L’angle souvent négligé est celui des zones de transit : les conducteurs qui traversent régulièrement plusieurs régions ajustent inconsciemment leur comportement en fonction de l’environnement perçu. Un chauffeur habitué à conduire en Île-de-France adopte une vigilance différente de celui qui circule principalement en zone rurale. Cette adaptation comportementale, documentée par des chercheurs en psychologie du trafic, illustre l’impact réel des disparités territoriales sur la sécurité collective.
Les réformes engagées et leurs limites pratiques
Depuis 2020, plusieurs mesures ont tenté de réduire les inégalités territoriales dans l’application des règles routières. Le déploiement progressif de radars multifonctions, capables de détecter simultanément plusieurs types d’infractions dont le franchissement des feux rouges, s’est accéléré dans les régions prioritaires. Le Ministère de l’Intérieur a annoncé un plan d’équipement sur cinq ans visant à couvrir les axes à fort taux d’accidents.
Mais les obstacles restent nombreux. Le coût d’installation d’un radar feux rouges homologué dépasse souvent 80 000 euros, sans compter la maintenance. Les petites communes ne peuvent pas financer ces équipements seules, et les dotations de l’État restent insuffisantes pour combler l’écart avec les grandes agglomérations. Les préfectures arbitrent donc entre plusieurs priorités, et les feux rouges ne sont pas toujours en tête de liste.
Une autre limite tient à la chaîne de traitement des infractions. Même lorsqu’un radar capte une infraction, le délai de traitement administratif et judiciaire varie selon les tribunaux et les centres de traitement régionaux. Certains dossiers mettent plusieurs mois à aboutir à une amende effective, ce qui dilue l’effet dissuasif de la sanction.

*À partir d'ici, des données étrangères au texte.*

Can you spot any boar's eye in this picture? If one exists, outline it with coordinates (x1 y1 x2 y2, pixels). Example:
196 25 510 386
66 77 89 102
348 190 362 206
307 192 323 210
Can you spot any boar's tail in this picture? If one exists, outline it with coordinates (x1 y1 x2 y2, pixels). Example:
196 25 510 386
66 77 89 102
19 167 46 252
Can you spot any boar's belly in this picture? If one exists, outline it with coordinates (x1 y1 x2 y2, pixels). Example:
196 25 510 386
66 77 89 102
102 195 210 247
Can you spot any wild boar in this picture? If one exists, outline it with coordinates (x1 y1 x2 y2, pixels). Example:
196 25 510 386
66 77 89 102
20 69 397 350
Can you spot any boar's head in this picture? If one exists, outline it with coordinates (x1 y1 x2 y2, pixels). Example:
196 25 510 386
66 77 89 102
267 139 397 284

Les associations de sécurité routière plaident depuis plusieurs années pour une harmonisation des pratiques, notamment via une base de données nationale des infractions en temps réel et une mutualisation des équipements entre communes voisines. Ces propositions avancent lentement dans les discussions parlementaires, sans calendrier précis à ce jour.

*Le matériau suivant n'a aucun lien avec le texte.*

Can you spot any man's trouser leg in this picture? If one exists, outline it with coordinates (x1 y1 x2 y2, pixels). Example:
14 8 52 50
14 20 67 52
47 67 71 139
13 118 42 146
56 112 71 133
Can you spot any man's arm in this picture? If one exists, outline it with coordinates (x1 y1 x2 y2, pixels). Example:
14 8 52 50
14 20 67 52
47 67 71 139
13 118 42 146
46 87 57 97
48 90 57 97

Vers une application plus équitable : pistes concrètes
L’harmonisation de l’application des règles sur les feux rouges passe par plusieurs leviers distincts. Le premier est technologique : généraliser les radars intelligents connectés à un réseau national permettrait de réduire les zones grises où l’infraction ne risque aucune conséquence. Des expérimentations sont en cours dans plusieurs départements pilotes depuis 2022.
Le deuxième levier est financier. Un fonds national de péréquation dédié à l’équipement des territoires ruraux en dispositifs de contrôle routier automatisé permettrait de corriger les déséquilibres actuels. Ce type de mécanisme existe déjà dans d’autres domaines de la politique publique ; son application à la sécurité routière serait cohérente avec les objectifs affichés de réduction des accidents.

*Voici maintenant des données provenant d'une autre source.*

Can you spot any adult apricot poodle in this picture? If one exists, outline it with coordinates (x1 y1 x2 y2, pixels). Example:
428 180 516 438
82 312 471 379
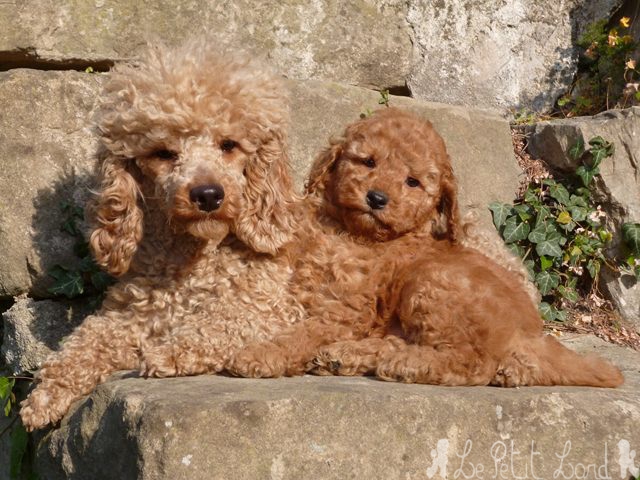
230 109 623 387
20 40 303 430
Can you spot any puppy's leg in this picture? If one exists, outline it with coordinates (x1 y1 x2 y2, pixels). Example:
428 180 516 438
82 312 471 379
227 320 353 378
20 316 140 431
140 324 232 378
376 345 496 385
307 335 404 376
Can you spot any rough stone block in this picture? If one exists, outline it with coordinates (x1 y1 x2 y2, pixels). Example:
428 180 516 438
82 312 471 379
0 295 91 375
0 69 101 297
37 339 640 480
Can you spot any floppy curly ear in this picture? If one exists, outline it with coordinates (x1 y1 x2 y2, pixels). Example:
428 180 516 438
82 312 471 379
234 132 296 254
436 170 460 243
89 153 142 276
305 142 343 194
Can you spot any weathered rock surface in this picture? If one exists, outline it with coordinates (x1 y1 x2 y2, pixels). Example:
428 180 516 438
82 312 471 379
0 70 100 297
0 295 91 375
0 0 622 111
0 70 520 297
0 0 412 88
407 0 622 111
37 340 640 480
529 107 640 328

Le troisième levier est pédagogique. Informer les conducteurs sur les variations territoriales de contrôle — non pour les encourager à tirer parti des zones peu surveillées, mais pour renforcer la compréhension des enjeux — fait partie des missions que la Sécurité Routière pourrait développer davantage. La transparence sur les taux de verbalisation par région, publiée annuellement, serait un premier pas vers une culture de la conformité moins liée à la peur du contrôle et plus ancrée dans la conscience du risque réel.
Rappelons que seul un professionnel du droit spécialisé en droit routier peut fournir un conseil personnalisé sur une situation particulière, notamment en cas de contestation d’une amende ou de perte de points. Les textes applicables sont consultables directement sur Légifrance et sur le site officiel de la Sécurité Routière, qui font référence en la matière.